For holding patterns, yes, the outbound leg is a heading (preferably adjusted for wind). And the reversal maneuver is also performed based on heading. But for the outbound and inbound legs, you are expected to track the localizer course/VOR radial/NDB bearing. Obstruction clearance is predicated on this.
And the procedure turn should be performed on the side depicted by the chart.
IF you are too high to conveniently lose altitude you can also ask to descend in a holding pattern.
Good review, but with modern avionics the need to fly a PT has all but been eliminated. And if you did, just look at the moving map. As for a hold, also on the electronics, but who has had a hold in the past 10 years. I’ve only had a hand full of holds in 27,000 hours of flying, all with a moving map and an autopilot. Even with the invention of the ancient HSI, the above procedures are dirt simple, and I was the first kid on my block that bought one.
Holds are still very much in use, both as a mechanism to put airplanes on a “sky hook” awaiting their turn in the traffic flow and as a holding pattern in lieu of procedure turn (HPILPT). I probably get put in a hold at nontowered airports 8-10 times a year to wait for the airplane ahead to cancel IFR or to allow an aircraft which has been released to get airborne and in radar contact. And any time the winds are from the east at PHL, their acceptance rate is significantly reduced, and I’ve spent time in holding patterns a few times a year while arriving there in seat 12C. In addition, I probably get 2-3 HPILPT’s a month, especially on RNAV(GPS) approaches, when vectors to final isn’t an option.
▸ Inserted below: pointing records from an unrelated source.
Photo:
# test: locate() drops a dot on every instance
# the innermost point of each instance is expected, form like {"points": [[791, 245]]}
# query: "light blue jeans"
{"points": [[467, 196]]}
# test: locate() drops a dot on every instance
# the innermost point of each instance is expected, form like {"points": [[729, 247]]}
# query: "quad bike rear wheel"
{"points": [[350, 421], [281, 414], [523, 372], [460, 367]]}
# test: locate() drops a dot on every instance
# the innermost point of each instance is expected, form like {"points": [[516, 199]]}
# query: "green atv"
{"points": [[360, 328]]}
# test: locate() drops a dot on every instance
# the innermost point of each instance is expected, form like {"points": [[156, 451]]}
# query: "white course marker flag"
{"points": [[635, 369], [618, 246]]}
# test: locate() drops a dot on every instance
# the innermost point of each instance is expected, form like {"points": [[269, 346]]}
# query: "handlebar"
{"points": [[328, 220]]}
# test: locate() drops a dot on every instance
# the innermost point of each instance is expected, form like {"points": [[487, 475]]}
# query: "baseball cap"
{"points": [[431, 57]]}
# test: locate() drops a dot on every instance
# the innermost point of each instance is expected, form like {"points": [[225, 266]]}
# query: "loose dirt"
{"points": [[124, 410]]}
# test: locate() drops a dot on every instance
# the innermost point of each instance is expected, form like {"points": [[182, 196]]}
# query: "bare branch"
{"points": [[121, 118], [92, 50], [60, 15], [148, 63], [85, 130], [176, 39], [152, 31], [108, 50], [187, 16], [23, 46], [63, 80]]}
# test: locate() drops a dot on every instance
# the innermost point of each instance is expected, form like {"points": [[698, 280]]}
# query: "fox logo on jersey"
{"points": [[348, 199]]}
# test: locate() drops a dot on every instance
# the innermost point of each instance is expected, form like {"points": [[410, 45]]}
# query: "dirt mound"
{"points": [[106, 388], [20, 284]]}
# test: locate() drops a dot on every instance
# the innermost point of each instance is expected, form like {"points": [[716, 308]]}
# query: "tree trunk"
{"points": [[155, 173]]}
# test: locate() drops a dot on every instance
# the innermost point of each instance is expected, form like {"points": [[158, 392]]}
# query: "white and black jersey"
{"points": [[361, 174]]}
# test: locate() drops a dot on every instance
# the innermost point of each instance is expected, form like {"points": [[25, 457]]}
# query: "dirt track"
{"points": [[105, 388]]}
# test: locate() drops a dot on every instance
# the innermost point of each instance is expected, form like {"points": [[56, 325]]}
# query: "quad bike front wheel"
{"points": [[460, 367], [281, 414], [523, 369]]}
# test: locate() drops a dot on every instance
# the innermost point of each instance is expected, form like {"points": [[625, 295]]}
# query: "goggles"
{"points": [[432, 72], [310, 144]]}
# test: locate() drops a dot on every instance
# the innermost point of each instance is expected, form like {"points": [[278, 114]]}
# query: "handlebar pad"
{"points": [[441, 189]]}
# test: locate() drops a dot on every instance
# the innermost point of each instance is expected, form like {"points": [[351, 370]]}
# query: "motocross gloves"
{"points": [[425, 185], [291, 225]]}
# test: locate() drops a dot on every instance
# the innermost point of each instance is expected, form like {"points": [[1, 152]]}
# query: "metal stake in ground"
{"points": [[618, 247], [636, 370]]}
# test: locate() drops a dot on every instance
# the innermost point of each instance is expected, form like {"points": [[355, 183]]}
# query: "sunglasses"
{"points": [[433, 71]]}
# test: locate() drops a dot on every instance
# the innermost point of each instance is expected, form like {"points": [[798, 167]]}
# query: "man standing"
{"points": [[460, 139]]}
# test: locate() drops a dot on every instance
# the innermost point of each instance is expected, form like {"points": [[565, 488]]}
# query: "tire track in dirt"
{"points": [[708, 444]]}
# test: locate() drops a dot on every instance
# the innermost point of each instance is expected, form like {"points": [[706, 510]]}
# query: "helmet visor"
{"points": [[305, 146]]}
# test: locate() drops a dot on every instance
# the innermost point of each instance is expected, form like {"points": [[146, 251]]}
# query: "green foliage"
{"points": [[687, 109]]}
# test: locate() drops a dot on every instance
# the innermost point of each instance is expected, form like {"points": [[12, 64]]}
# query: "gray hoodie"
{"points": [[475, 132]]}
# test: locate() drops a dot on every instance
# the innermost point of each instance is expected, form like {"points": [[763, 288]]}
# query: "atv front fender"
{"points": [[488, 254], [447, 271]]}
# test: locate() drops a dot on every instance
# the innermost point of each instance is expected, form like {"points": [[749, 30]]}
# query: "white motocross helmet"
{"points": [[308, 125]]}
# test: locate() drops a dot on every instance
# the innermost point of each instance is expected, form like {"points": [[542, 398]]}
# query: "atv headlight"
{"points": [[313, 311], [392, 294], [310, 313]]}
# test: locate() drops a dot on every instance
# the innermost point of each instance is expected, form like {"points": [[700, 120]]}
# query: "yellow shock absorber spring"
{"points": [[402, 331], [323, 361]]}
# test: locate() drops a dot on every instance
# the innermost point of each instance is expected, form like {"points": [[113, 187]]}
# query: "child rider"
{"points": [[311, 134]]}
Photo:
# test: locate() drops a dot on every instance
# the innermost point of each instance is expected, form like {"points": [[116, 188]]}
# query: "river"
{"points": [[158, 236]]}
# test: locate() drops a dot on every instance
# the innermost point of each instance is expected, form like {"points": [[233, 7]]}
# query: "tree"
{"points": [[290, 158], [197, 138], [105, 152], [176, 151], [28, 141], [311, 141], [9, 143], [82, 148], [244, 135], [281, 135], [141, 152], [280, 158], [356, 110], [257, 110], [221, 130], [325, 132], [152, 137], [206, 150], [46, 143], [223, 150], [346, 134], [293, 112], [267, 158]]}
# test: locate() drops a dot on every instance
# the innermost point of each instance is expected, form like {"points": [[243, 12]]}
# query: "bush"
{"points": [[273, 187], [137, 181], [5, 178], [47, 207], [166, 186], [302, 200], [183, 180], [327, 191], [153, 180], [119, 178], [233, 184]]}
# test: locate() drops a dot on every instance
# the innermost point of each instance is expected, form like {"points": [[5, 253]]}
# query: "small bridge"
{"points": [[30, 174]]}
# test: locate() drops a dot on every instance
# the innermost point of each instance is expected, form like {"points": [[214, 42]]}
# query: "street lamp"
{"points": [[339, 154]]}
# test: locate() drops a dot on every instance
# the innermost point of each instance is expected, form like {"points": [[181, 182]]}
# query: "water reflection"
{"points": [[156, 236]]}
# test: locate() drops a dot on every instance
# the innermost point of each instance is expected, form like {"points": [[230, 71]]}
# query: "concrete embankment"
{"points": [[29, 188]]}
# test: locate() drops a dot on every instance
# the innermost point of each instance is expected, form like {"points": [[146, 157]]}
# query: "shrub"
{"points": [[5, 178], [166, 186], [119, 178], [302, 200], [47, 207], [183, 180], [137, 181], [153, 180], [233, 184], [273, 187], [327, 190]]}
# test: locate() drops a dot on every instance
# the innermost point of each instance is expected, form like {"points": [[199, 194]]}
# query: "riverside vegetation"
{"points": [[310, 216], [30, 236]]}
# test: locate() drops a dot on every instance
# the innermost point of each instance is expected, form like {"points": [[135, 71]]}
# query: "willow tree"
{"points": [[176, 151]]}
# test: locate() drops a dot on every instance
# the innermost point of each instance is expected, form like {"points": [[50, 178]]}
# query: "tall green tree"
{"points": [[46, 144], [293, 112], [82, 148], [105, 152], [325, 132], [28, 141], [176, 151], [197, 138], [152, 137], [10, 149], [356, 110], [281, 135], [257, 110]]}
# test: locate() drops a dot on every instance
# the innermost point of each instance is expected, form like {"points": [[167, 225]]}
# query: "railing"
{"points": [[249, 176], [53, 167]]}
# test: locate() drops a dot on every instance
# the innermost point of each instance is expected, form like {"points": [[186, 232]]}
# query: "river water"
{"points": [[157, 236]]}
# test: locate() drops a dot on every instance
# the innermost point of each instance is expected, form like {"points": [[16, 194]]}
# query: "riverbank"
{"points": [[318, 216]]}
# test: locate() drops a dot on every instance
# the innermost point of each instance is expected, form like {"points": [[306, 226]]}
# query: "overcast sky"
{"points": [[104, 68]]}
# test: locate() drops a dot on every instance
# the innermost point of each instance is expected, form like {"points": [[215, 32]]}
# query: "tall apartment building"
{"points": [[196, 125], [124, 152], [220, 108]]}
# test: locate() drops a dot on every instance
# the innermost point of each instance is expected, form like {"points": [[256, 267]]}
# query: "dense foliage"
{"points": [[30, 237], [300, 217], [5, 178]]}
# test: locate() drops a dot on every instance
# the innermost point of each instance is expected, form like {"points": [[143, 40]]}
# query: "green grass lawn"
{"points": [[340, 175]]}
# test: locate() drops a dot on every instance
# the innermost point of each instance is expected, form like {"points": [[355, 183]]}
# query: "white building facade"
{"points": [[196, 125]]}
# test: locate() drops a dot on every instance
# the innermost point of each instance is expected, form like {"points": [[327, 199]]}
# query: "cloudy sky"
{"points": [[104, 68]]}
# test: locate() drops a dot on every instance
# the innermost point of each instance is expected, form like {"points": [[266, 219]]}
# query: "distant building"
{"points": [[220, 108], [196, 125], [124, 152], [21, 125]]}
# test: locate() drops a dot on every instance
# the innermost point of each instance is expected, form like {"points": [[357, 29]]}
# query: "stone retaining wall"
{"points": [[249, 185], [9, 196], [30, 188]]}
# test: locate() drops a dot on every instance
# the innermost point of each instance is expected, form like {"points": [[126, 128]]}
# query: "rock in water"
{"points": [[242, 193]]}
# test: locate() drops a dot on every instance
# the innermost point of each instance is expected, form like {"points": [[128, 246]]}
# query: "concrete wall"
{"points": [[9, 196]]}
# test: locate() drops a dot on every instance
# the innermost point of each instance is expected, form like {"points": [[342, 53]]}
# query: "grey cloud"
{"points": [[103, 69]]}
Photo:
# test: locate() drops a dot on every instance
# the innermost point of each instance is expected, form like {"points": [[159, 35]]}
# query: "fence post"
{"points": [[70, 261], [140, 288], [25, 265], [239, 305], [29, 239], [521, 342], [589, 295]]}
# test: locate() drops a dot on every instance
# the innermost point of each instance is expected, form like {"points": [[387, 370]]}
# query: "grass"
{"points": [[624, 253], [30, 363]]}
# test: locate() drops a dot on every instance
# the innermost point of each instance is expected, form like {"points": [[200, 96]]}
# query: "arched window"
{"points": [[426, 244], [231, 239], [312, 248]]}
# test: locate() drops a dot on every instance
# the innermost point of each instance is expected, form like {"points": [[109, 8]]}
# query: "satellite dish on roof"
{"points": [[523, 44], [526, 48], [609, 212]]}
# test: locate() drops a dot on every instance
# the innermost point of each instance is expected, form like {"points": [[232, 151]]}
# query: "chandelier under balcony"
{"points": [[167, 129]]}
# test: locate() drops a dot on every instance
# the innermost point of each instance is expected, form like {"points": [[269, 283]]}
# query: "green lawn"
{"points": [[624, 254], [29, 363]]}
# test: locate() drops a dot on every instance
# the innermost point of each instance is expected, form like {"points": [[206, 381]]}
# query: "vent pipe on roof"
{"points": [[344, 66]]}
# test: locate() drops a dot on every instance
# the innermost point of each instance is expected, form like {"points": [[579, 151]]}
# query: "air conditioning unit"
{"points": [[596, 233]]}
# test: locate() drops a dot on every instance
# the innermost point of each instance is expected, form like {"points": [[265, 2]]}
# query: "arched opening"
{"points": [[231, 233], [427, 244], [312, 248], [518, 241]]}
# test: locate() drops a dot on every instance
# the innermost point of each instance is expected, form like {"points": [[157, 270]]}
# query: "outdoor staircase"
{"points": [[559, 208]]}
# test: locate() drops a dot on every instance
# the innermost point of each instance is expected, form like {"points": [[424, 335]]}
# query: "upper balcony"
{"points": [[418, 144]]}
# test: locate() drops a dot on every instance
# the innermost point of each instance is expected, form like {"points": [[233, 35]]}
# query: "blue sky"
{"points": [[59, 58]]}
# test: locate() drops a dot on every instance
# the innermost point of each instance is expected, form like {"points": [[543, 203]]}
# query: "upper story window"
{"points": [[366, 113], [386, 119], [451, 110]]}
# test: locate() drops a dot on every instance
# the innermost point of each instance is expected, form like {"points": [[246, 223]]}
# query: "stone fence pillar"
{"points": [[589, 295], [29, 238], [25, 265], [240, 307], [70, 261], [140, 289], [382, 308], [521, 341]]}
As for PT’s, I admit you don’t get them often, but they are still often part of an instrument or ATP practical test or IPC. I certainly don’t sign off anyone for an instrument rating ride without having done them at least in the sim as well as (if available) in flight.
Those of us who fly into airports where the approach control is a distant Center and not a TRACON still do frequently fly procedure turns, holds and other rarities like DME arcs. I would need to travel 200 miles before I could get a vector to final.
Jon
It’s not real often that you get a hold these days, but you better know how when one is assigned. High traffic environments can throw you a curve pretty fast.